Роумэн отодвинул пепельницу, пожал плечами:
— Хочется знать ее имя?
— Очень.
— Что ж, все зависит от того, в какое русло устремится наш разговор… Что же касается того, как я спасся, то могу сказать, что меня выручили наши летчики… Они разгрохали вашу вшивую тюрьму, и меня перевели в лагерь, а он был неподалеку от залива, и я решил, что лучше пусть меня пристрелят при побеге, чем я расскажу все, чего не имел права рассказывать вашим мерзавцам. Я шел на связь к подпольной группе, в состав которой входили три женщины и один инвалид. Имя одной из этих женщин было довольно громким в вашем поганом рейхе, потому что ее муж был известным коммунистом, его гильотинировали в Маобите, и она стала мстить Гитлеру. Она это делала прекрасно, кстати говоря…
— Если фамилия этой женщины Троглер, то я сделал так, что ее сын получил право уйти в Швейцарию.
Роумэн откинулся на спинку высокого резного стула, отхлебнул из своего стакана, долго смотрел на Штирлица своим тяжелым взглядом, потом покачал головой:
— Нет, ее фамилия была совершенно другой. А вот про судьбу сына Троглера я наведу справки.

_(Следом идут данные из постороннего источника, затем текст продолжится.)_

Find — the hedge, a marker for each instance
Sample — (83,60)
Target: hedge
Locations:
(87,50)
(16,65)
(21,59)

— Не наведете. Такого рода дела приходилось организовывать без бумаг и даже без слов. Надо было понимать взгляд, паузу, жест… Парень учился в школе живописи… А я неравнодушен к тем, кто умеет выразить мир суммой красок и верной пропорцией скипидара.
— Но вы его перед этим перевербовали, не так ли?
— Коммунисты практически не поддавались перевербовке… Если, конечно, они были коммунистами, а не примкнули к движению, чтобы получить от этого какую-то выгоду.
— Вы хотите сказать, что они такие же фанатики, как наци?
— Я бы не стал сравнивать эти идеологии. Многие члены НСДАП работали на вас, весьма охотно шли на вербовку, особенно начиная с сорок четвертого года…
Роумэн усмехнулся:
— И у Гитлера и у Сталина на знамени было одно и то же слово — социализм.
— Вы плохо знаете историю. У Гитлера на знамени было начертано «национал-социализм»… Давайте-ка вернемся к вашему вопросу… Я не стану вас веселить, постараюсь ответить серьезно. Одну из отличительных черт нацизма я уже отметил — неверие в человека, подчинение личности мнению того, кто вознесен над ним, фюрера или дуче, или еще кого, какая разница, важно — слепое поклонение, невозможность собственной точки зрения, тотальное недоверие к мысли. «Национальный социализм» — не что иное, как высшая форма предательства социализма… И начинать отсчет этого процесса надо не с Гитлера, а с Муссолини, который был редактором социалистической газеты «Аванти!», прежде чем редакция этой газеты была им разогнана, а публицисты брошены в его тюрьмы и подвергнуты пыткам по приказам, которые именно он отдал.
— Итальянский фашизм имеет довольно касательное отношение к национал-социализму Германии, — заметил Роумэн.
— Это заблуждение. Есть люди, которые намеренно говорят так оттого, что это удобно и нужно тем, кто хочет это слышать… Но вы заблуждаетесь… Если хотите, я продолжу свое размышление вслух… Или ну его к черту?
— Нет, продолжайте, мне занятно вас послушать, тем более что я сам затеял этот разговор.
— Так вот, «феномен» Муссолини вполне закономерен, если рассматривать мир с точки зрения исторической ретроспективы. Откуда он пришел в Рим? Из деревни. Но родился в семье мелкого буржуа, отец владел кузницей, мать — учительствовала. А кто более всего революционен в деревне, испытывающей давление больших китов города? Мелкий хозяин… Отец Муссолини дал ему очень любопытное имя: «Бенито Амилькаре Андреа». Почему такое странное имя? Потому что Бенито Хуарес был героем Мексики в ее борьбе против янки. Амилькаре Чиприани и Андреа Коста потрясали города Италии — два самых «бесстрашных анархиста страны».